Clinical chemistry analyte mean values for males are presented in Table 9. The level of phosphorous (113% of control) was statistically significantly increased; and urea nitrogen (85% of control), cholesterol (80% of control), triglycerides (64% of control) and globulin (88% of control) were significantly decreased in male rats exposed to 5.0% myricitrin compared with concurrent controls. Potassium levels were significantly increased (119% of control) in male rats exposed to 1.5% myricitrin. Creatinine levels were significantly decreased in males exposed to 1.5% and 5.0% (90% and 87% of control, respectively) myricitrin compared with the concurrent controls. A statistically positive dose-dependent decrease in bile acids was noted; however, there were no significant pairwise comparisons between myricitrin-exposed animals and concurrent controls.
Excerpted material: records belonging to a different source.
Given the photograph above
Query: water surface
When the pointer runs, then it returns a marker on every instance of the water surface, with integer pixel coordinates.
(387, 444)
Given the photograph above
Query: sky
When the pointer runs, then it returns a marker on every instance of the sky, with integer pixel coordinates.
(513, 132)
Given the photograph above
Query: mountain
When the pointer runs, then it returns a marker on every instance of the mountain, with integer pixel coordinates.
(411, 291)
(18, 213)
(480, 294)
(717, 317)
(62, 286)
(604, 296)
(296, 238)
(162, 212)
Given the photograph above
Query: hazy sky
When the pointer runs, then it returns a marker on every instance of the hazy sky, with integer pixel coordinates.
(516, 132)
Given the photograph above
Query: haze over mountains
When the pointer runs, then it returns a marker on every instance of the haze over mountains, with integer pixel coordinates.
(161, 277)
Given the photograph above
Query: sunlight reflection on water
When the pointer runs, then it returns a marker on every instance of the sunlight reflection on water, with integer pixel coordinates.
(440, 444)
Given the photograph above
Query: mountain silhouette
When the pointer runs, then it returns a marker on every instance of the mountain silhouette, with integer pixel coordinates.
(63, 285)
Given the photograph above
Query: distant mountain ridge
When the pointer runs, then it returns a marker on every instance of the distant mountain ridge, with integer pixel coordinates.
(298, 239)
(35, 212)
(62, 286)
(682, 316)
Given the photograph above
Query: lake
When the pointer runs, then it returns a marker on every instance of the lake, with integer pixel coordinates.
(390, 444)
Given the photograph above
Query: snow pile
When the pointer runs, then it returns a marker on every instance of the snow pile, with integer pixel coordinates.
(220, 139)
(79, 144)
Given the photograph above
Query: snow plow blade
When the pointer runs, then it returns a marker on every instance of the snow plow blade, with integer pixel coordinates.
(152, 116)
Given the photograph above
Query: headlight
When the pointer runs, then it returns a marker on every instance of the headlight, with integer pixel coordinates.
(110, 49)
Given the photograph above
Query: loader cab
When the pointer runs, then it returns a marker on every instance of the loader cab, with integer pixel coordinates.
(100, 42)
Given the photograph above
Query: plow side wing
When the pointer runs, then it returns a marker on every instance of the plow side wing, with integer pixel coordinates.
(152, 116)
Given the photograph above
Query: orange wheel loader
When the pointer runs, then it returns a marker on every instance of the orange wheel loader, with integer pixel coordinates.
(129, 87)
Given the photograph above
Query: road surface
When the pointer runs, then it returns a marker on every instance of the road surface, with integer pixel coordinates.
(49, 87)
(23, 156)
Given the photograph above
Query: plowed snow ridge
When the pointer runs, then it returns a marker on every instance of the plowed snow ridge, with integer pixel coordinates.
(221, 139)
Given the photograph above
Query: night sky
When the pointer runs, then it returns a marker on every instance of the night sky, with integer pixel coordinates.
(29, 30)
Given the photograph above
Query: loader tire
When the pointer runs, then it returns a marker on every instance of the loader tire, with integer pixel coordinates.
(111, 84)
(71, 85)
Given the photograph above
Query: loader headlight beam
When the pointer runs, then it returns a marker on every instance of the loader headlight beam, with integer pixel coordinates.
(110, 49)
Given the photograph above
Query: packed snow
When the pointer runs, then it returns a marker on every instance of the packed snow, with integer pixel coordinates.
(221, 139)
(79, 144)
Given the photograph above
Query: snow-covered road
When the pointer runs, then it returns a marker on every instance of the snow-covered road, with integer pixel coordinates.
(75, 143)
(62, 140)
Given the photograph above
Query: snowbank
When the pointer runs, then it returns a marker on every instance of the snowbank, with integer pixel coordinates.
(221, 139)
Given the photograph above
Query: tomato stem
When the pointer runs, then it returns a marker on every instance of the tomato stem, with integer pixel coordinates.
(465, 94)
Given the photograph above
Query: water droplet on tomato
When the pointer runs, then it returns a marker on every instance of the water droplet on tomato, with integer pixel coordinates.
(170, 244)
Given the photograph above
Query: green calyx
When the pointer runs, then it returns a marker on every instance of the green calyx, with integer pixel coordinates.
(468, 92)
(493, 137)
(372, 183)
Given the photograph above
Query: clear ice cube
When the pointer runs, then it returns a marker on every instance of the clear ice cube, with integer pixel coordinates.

All the above statistically significant clinical chemistry levels were within the reference ranges of the performing laboratory, except for the increased phosphorous levels that fell slightly outside the reference range.

Female rat clinical chemistry analytes are presented in Table 10. Calcium levels were significantly elevated at all dose levels (11.8% in females exposed to 5.0% myricitrin) with an increasing dose-dependent trend. ALT was significantly increased (135% of control) in female rats exposed to 0.5% myricitrin compared with the concurrent controls. Urea nitrogen was significantly decreased (83% of control) in female rats administered 5.0% myricitrin while creatinine was significantly decreased in female rats administered 1.5% and 5.0% myricitrin (88% and 85% of control, respectively). All the above significantly affected clinical chemistry levels were within the reference ranges of the performing laboratory.